Pathogenesis of Acute Myeloid Leukemia: A Literature Review with A Focus on NPM1 Mutations and Their Molecular Implications

Abstract

Background: Acute Myeloid Leukemia (AML) is an aggressive hematologic malignancy characterized by the accumulation of abnormal myeloid precursor cells in the bone marrow and peripheral blood, interfering with normal hematopoiesis. AML is the most common acute leukemia in adults and presents with a heterogeneous clinical course, making timely diagnosis and treatment critical for improving outcomes. NPM1 mutations are among the most frequent genetic abnormalities in AML, especially in patients with normal karyotypes, and play a key role in disease classification, prognosis, and the development of targeted treatments. Objective: This review provides a comprehensive overview on the classification, diagnosis and management of AML, with a particular focus on the structural and functional consequences of NPM1 mutations, their co-occurrence with other recurrent genetic abnormalities and discusses their impact on diagnosis, risk stratification, prognosis, and emerging therapeutic strategies. Methods: An extensive literature review was conducted, synthesizing findings from recent preclinical and clinical studies, updated classification frameworks, and molecular profiling analyses to elucidate the role of NPM1 mutations in AML pathogenesis and clinical management.
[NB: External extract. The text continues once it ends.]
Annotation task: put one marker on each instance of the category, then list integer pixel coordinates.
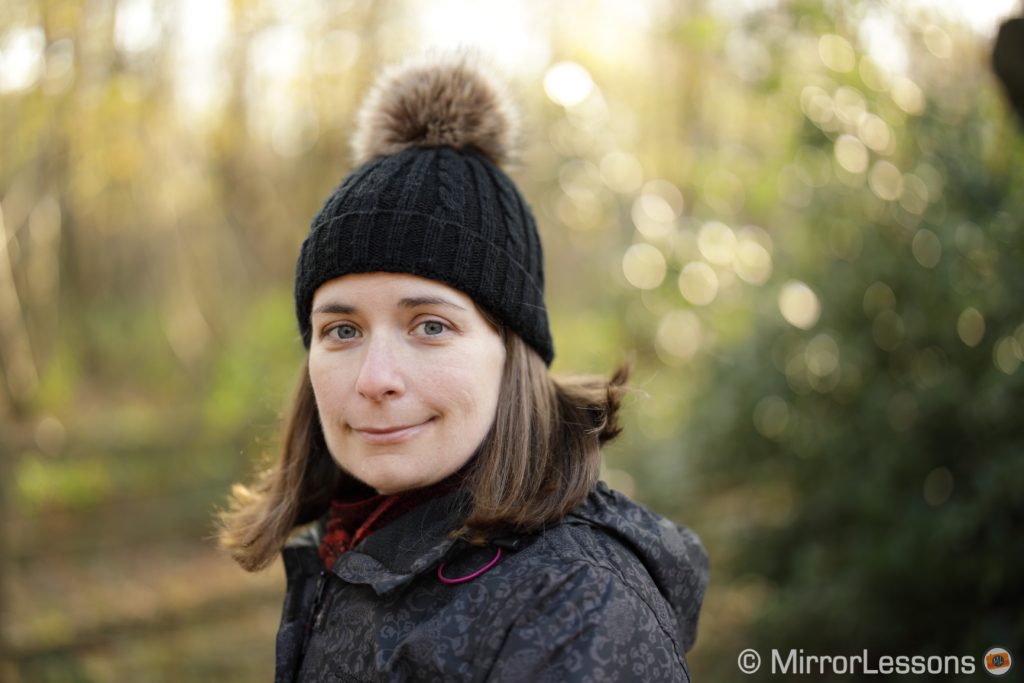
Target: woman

Results: NPM1-mutated (NPM1c) AML exhibits distinct genetic, epigenetic, and transcriptomic features, including Homeobox (HOX) gene overexpression, impaired TP53-mediated apoptosis, and frequent co-mutations in genes such as Fms-like tyrosine kinase 3 (FLT3), DNA (cytosine-5)-methyltransferase 3 alpha (DNMT3A), and Isocitrate dehydrogenase (IDH). Although NPM1 mutations are generally linked to favorable outcomes, this prognosis can worsen in the presence of high-risk co-mutations. Advances in molecular diagnostics and measurable residual disease (MRD) monitoring have enhanced risk stratification, while emerging targeted therapies such as retinoic acid, BCL-2 and menin inhibitors, and immune-based strategies are promising in preclinical and early clinical trials. Conclusion: NPM1 mutations define a biologically and clinically distinct AML subtype with evolving diagnostic and therapeutic interventions. Future research should prioritize the optimization of personalized treatment through neoantigen-based immunotherapies, single-cell transcriptomics, CRISPR-engineered models, and combinatorial strategies that target epigenetic and immune evasion pathways.